The 10 Pledges were not some radical socialist programme that would lead to failure at the ballot box. They were all about social democratic mainstream policies, uniting the party, and (as he elaborated on his pitch) using the 2017 election manifesto as the starting point for a Labour programme for government.

The 2017 manifesto was popular. Its individual policy offers scored well in opinion polls and focus groups. When 'blind tested' most people backed them. Corbyn failed in 2017 (Labour 40% to Tories 43%) but secured the highest Labour GE vote in 51 years. Instead of building on that Starmer has taken Labour back to the worst of Blair - without the charisma, the energy or the worked through policies.
Come off it Jon, you're old enough to know how politics works. Just like Truss and Sunak now, Starmer had to appeal to a selectorate in order to win the leadership. That mean't having to go along with a lot of the 2017 and 2019 manifestos, despite the party losing both elections. He may or may not apply them to the party's manifesto next time.

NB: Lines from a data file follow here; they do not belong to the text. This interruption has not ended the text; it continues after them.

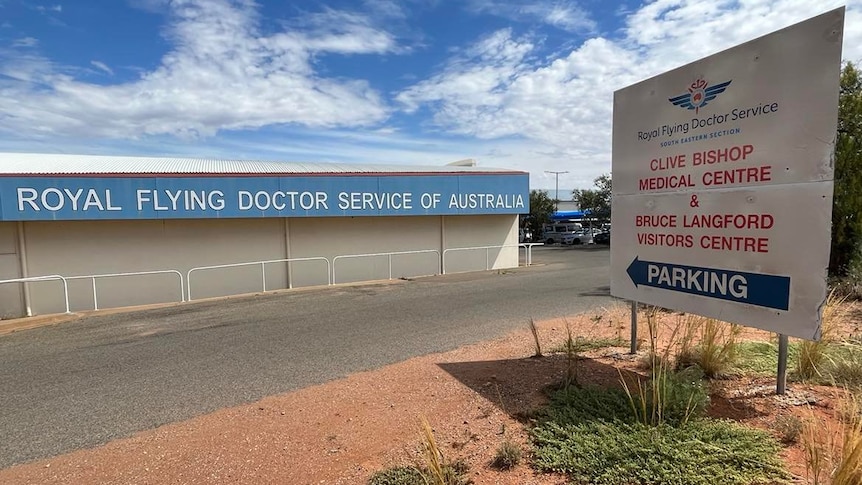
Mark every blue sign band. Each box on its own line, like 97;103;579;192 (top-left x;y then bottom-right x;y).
0;173;530;221
626;257;790;310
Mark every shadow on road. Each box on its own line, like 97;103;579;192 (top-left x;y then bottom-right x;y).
578;286;611;296
438;353;633;421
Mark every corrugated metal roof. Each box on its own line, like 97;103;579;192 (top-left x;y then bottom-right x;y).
0;153;522;176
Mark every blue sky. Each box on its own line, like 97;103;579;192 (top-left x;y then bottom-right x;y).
0;0;862;189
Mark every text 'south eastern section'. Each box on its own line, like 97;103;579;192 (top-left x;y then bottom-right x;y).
611;9;844;339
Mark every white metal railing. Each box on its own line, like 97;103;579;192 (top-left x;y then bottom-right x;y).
66;269;186;310
332;249;441;284
0;274;72;316
186;256;332;301
441;244;527;274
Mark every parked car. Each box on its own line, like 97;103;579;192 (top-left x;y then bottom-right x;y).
593;231;611;244
566;229;593;245
542;223;581;244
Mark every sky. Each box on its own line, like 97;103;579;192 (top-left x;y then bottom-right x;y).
0;0;862;193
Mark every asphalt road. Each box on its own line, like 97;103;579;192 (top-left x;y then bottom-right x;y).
0;248;610;468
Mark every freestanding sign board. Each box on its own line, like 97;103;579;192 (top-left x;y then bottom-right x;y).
611;7;844;339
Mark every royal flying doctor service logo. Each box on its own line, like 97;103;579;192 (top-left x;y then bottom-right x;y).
668;79;733;113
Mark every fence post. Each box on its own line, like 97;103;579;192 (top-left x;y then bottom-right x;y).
91;276;99;310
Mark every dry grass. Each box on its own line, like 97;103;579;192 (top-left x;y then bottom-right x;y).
796;290;848;380
801;390;862;485
677;314;742;378
832;392;862;485
419;416;446;485
530;318;542;357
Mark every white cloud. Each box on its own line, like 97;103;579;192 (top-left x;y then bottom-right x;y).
467;0;596;32
90;61;114;76
36;5;63;13
396;0;862;188
0;0;398;138
12;37;39;48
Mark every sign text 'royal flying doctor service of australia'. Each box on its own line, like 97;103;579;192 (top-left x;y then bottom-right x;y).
611;8;844;339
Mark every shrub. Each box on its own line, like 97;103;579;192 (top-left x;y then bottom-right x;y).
533;420;788;485
491;440;521;470
368;466;425;485
773;415;802;445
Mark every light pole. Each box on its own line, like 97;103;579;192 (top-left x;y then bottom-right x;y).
545;170;569;212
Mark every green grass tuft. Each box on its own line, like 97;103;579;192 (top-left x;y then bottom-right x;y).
533;420;789;485
532;377;789;485
551;337;629;354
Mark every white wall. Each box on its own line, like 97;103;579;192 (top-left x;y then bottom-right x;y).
25;219;286;313
0;222;24;319
8;215;518;316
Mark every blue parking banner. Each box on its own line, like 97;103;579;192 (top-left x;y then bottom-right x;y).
626;257;790;310
0;172;530;221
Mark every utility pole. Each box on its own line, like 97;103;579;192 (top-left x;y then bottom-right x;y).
545;170;569;212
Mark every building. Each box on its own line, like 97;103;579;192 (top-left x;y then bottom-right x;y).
0;153;529;318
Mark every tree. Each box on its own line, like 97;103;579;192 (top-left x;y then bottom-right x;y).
572;174;611;224
829;62;862;277
525;190;554;238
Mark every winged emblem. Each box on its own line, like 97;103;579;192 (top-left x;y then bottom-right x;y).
668;79;733;113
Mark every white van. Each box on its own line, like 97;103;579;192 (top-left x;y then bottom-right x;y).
542;222;583;244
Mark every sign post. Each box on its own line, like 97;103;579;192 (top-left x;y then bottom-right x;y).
611;8;844;390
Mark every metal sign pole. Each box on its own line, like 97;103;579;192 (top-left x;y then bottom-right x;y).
629;300;638;355
775;334;787;396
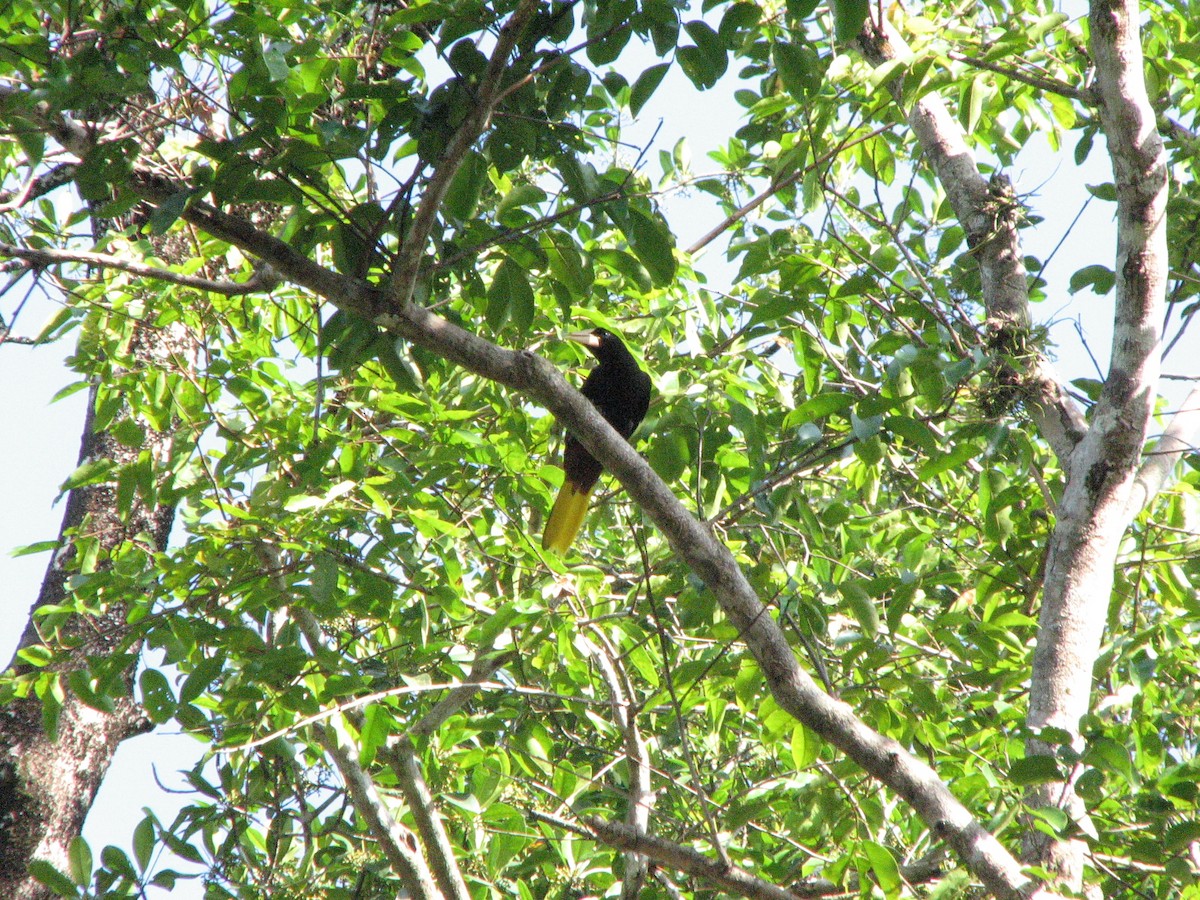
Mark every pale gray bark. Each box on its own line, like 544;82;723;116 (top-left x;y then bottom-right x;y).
0;328;192;900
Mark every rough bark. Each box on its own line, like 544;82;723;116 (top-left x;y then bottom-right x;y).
858;20;1087;470
1026;0;1168;889
0;326;186;900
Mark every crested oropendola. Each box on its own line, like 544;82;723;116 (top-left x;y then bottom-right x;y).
541;328;650;556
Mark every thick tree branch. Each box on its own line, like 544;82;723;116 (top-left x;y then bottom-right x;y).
593;628;652;900
1128;385;1200;516
1026;0;1166;889
858;20;1087;470
121;168;1031;898
0;325;194;900
292;607;444;900
390;0;538;306
312;725;440;900
947;53;1096;107
379;737;470;900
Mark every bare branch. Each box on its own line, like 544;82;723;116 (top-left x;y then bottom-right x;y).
380;737;470;900
1129;385;1200;516
529;810;816;900
948;52;1096;107
124;179;1030;898
408;649;516;738
390;0;538;306
288;607;442;900
858;19;1087;470
688;125;892;256
312;725;440;900
0;241;278;296
592;625;652;900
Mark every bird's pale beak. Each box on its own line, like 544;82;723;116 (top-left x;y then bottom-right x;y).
566;331;600;348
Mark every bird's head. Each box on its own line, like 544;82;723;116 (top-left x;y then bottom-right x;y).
566;328;625;360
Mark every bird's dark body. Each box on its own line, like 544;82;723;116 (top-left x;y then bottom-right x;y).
563;347;650;491
541;328;650;553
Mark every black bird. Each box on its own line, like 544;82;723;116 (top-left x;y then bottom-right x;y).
541;328;650;556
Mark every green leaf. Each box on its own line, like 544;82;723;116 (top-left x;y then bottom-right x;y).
1163;818;1200;853
150;191;192;235
1008;755;1062;787
138;668;179;725
829;0;870;43
442;150;487;223
629;62;671;118
359;703;396;766
622;206;676;288
133;815;156;872
28;859;80;896
179;653;224;703
770;43;822;103
485;258;536;334
1068;263;1116;296
838;578;880;637
860;841;904;898
792;725;821;772
496;181;546;227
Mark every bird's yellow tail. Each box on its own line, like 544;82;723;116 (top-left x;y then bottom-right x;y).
541;481;592;556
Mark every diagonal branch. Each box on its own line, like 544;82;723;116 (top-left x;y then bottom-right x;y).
390;0;538;306
0;241;278;296
1129;385;1200;516
858;19;1087;472
119;169;1051;898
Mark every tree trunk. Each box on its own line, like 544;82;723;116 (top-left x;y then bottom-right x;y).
0;325;191;900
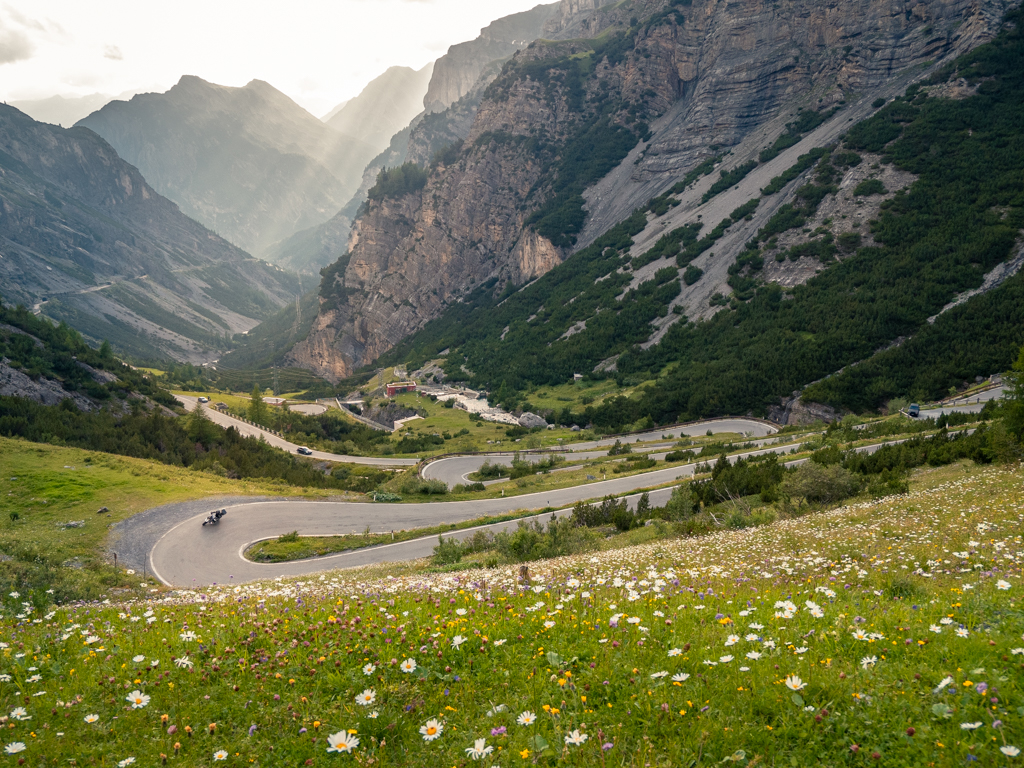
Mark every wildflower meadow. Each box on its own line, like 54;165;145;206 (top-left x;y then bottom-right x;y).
0;468;1024;768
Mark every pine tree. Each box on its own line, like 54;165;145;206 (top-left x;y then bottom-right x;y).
249;384;266;424
1005;347;1024;442
187;402;213;445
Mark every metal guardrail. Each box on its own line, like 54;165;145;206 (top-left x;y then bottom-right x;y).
316;397;394;433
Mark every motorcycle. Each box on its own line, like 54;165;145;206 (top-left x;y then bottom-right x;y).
203;509;227;525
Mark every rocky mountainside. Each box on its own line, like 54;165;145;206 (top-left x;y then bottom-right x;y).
325;61;434;154
0;105;301;362
370;3;1024;432
423;0;561;112
291;0;1010;377
79;76;377;259
264;70;501;273
262;3;561;272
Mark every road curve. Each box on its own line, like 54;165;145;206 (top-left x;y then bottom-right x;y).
149;434;815;587
142;398;991;588
420;419;780;487
174;394;420;467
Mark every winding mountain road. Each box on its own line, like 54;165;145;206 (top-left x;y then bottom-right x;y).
140;403;1003;588
174;394;420;467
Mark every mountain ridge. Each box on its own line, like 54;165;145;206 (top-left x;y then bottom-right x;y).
78;75;375;259
0;105;302;361
291;0;1010;378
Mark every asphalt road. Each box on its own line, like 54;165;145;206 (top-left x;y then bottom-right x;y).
919;387;1006;419
174;394;419;467
148;430;811;587
142;403;999;587
420;419;778;487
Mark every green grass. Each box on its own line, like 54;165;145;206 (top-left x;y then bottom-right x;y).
0;437;344;601
0;465;1024;768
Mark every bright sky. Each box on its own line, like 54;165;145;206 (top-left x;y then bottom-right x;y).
0;0;540;116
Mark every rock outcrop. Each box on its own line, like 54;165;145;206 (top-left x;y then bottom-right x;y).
423;3;560;113
291;0;1011;378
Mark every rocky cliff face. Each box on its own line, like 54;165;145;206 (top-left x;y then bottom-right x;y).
292;0;1010;378
423;3;560;112
79;76;378;254
580;0;1014;245
0;105;301;361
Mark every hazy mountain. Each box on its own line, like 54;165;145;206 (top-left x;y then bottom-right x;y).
79;76;377;259
0;105;302;361
325;61;434;153
8;91;138;128
321;98;352;123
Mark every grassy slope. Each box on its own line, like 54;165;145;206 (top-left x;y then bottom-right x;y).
0;465;1024;766
0;437;336;601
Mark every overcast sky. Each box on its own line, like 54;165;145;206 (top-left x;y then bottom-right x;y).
0;0;539;116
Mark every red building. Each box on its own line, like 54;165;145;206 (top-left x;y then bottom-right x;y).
385;381;416;397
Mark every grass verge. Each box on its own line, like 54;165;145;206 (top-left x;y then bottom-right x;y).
0;437;346;603
0;460;1024;768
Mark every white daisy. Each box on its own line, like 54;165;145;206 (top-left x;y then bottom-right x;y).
125;690;150;710
355;688;377;707
420;719;444;741
466;738;495;760
327;731;359;753
565;730;588;746
785;675;807;690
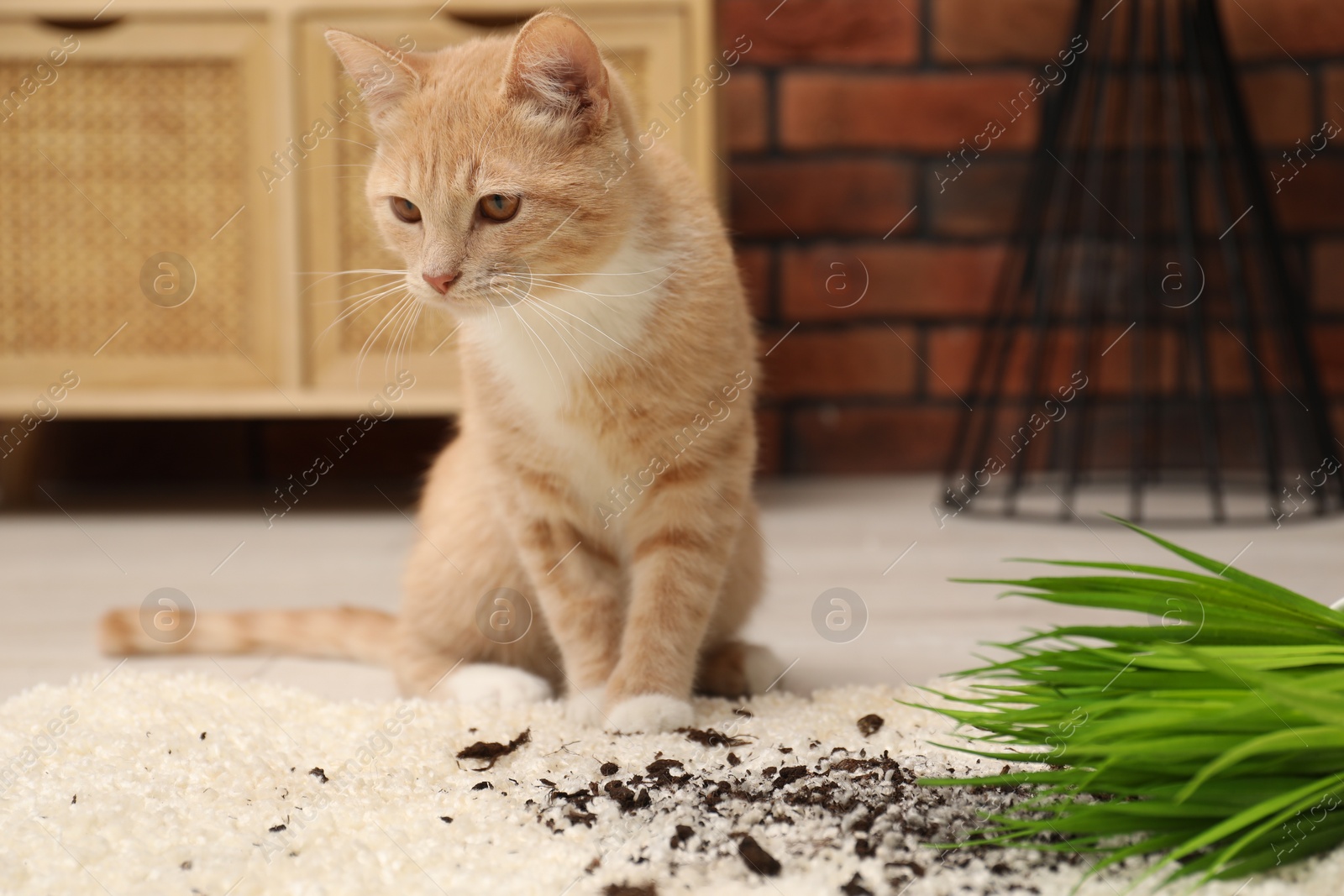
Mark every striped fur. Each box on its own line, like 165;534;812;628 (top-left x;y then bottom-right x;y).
103;13;762;726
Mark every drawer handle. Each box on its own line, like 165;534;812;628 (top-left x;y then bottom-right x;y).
441;8;542;29
38;16;123;31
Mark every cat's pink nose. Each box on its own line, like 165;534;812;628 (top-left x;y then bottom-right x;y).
421;271;459;296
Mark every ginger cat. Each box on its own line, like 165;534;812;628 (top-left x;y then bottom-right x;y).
102;12;781;732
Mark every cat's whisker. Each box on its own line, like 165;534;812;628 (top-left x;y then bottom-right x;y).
313;286;405;345
298;267;407;293
500;265;670;277
522;296;616;414
354;294;415;385
392;302;425;376
508;299;564;396
521;296;649;364
533;269;680;298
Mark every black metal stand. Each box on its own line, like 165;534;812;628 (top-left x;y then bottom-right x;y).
942;0;1344;521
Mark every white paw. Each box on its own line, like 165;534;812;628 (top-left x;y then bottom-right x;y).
434;663;551;706
606;693;695;735
742;643;788;696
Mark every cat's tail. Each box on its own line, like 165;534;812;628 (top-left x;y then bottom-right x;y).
98;607;396;666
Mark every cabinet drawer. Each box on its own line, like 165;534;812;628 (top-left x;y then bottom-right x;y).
0;16;277;390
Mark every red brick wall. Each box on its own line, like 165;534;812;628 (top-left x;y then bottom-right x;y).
719;0;1344;473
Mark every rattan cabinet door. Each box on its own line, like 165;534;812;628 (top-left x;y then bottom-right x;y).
296;3;693;411
0;15;280;397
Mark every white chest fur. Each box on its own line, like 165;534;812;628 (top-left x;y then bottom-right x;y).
469;244;677;495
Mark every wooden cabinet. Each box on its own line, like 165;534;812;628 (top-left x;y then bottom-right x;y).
0;0;722;421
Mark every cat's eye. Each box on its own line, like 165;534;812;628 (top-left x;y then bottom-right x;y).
480;193;522;220
388;196;421;224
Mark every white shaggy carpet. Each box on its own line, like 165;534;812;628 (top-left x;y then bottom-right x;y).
0;669;1344;896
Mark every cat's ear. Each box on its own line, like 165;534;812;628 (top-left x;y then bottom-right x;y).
325;29;421;123
504;12;612;132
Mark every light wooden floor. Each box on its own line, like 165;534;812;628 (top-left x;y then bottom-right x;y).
0;477;1344;699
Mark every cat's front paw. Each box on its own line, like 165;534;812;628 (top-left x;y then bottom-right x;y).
437;663;551;708
606;693;695;735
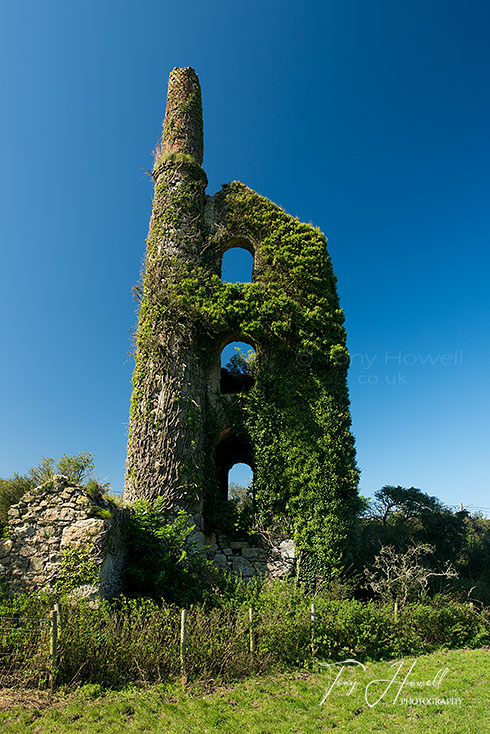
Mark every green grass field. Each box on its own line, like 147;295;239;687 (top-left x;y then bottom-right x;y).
0;648;490;734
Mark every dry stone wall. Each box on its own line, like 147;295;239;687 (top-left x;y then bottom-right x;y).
0;476;126;598
205;534;295;579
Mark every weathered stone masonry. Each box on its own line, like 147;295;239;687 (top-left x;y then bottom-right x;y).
0;477;126;598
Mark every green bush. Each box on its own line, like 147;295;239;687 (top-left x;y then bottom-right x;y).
126;497;223;605
0;580;490;695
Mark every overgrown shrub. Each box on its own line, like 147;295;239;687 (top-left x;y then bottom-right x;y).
126;497;223;605
0;580;490;687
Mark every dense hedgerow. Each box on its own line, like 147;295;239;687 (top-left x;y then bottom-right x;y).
0;581;490;687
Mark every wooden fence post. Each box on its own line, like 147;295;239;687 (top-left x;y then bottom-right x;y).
180;609;187;682
310;604;316;657
248;607;255;655
49;604;58;689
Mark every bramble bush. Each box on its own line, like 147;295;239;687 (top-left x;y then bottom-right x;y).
0;579;490;687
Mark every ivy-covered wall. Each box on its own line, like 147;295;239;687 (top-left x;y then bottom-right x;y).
125;69;358;575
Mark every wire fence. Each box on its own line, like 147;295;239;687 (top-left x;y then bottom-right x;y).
0;599;490;688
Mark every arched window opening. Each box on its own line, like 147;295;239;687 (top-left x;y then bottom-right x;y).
220;342;255;395
221;247;254;283
216;435;253;502
228;461;253;507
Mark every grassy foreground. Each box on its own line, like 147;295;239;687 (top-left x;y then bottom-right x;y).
0;648;490;734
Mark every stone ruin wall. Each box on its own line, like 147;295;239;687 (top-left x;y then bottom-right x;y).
0;477;126;598
0;477;294;601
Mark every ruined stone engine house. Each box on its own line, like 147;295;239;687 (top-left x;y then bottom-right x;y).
124;68;358;575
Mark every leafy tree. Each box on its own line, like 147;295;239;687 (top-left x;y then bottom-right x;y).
29;451;95;486
365;543;458;606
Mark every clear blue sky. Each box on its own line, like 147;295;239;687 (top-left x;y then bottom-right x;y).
0;0;490;507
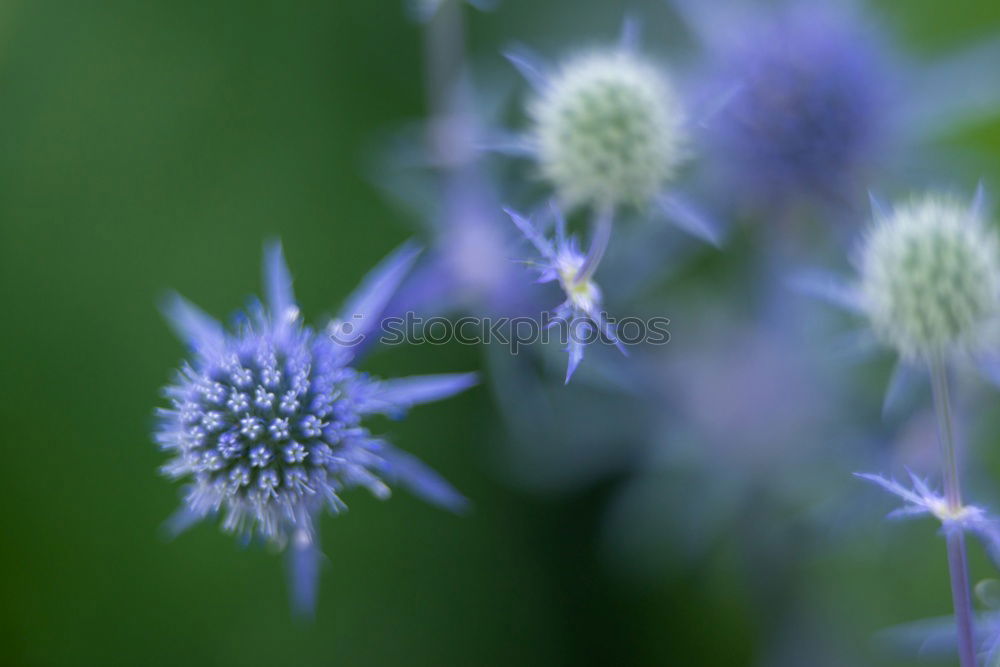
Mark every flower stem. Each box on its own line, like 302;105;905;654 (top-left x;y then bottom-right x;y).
930;357;976;667
576;206;613;284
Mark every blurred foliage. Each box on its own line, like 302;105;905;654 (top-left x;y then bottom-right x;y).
0;0;1000;666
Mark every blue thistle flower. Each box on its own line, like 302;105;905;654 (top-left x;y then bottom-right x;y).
154;243;476;611
675;0;892;210
504;206;627;384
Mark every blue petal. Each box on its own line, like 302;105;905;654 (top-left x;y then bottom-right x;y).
788;269;864;315
503;46;549;91
160;292;226;354
564;318;591;384
618;13;642;52
379;444;469;513
503;208;555;259
264;241;297;321
358;373;479;414
657;195;722;247
473;130;536;158
970;179;988;218
868;190;889;222
340;243;420;337
882;360;920;419
288;528;322;618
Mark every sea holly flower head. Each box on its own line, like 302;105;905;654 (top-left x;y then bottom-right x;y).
859;190;1000;360
855;472;1000;563
154;244;475;612
673;0;893;210
407;0;499;23
505;206;625;383
529;49;684;208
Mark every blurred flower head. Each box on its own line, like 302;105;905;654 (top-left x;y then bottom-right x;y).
155;244;475;546
860;190;1000;360
507;209;625;383
530;49;683;208
696;0;891;211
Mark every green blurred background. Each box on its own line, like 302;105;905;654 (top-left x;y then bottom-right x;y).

Hopefully the party draws up that manifesto based on what is relevant and practical for that time - not x number of years ago.

I do get fed up of the nonsense about the 2017 GE. The facts are simple, the Labour party lost. The Tories got, if memory serves, a million more votes than Labour. Theresa May ran the worst Tory campaign in living memory and still Corbyn lost to her. Stacking up votes in already safe seats will not give you a majority, nor will targeting certain high profile Tory MP's seats for vanity and attention seeking reasons c.f. the ridiculous Owen Jones "flash bombing" Boris Johnsons Uxbridge constituency.

WRT the popular policies narrative, you will, I'm sure, be aware that whilst popular individually that popularity diminishes when they're all put together as voters start to question practicalities and, above all, the cost.

The 2019 manifesto was the 2017 one on steroids with further spending commitments added during the campaign and the party was humiliated.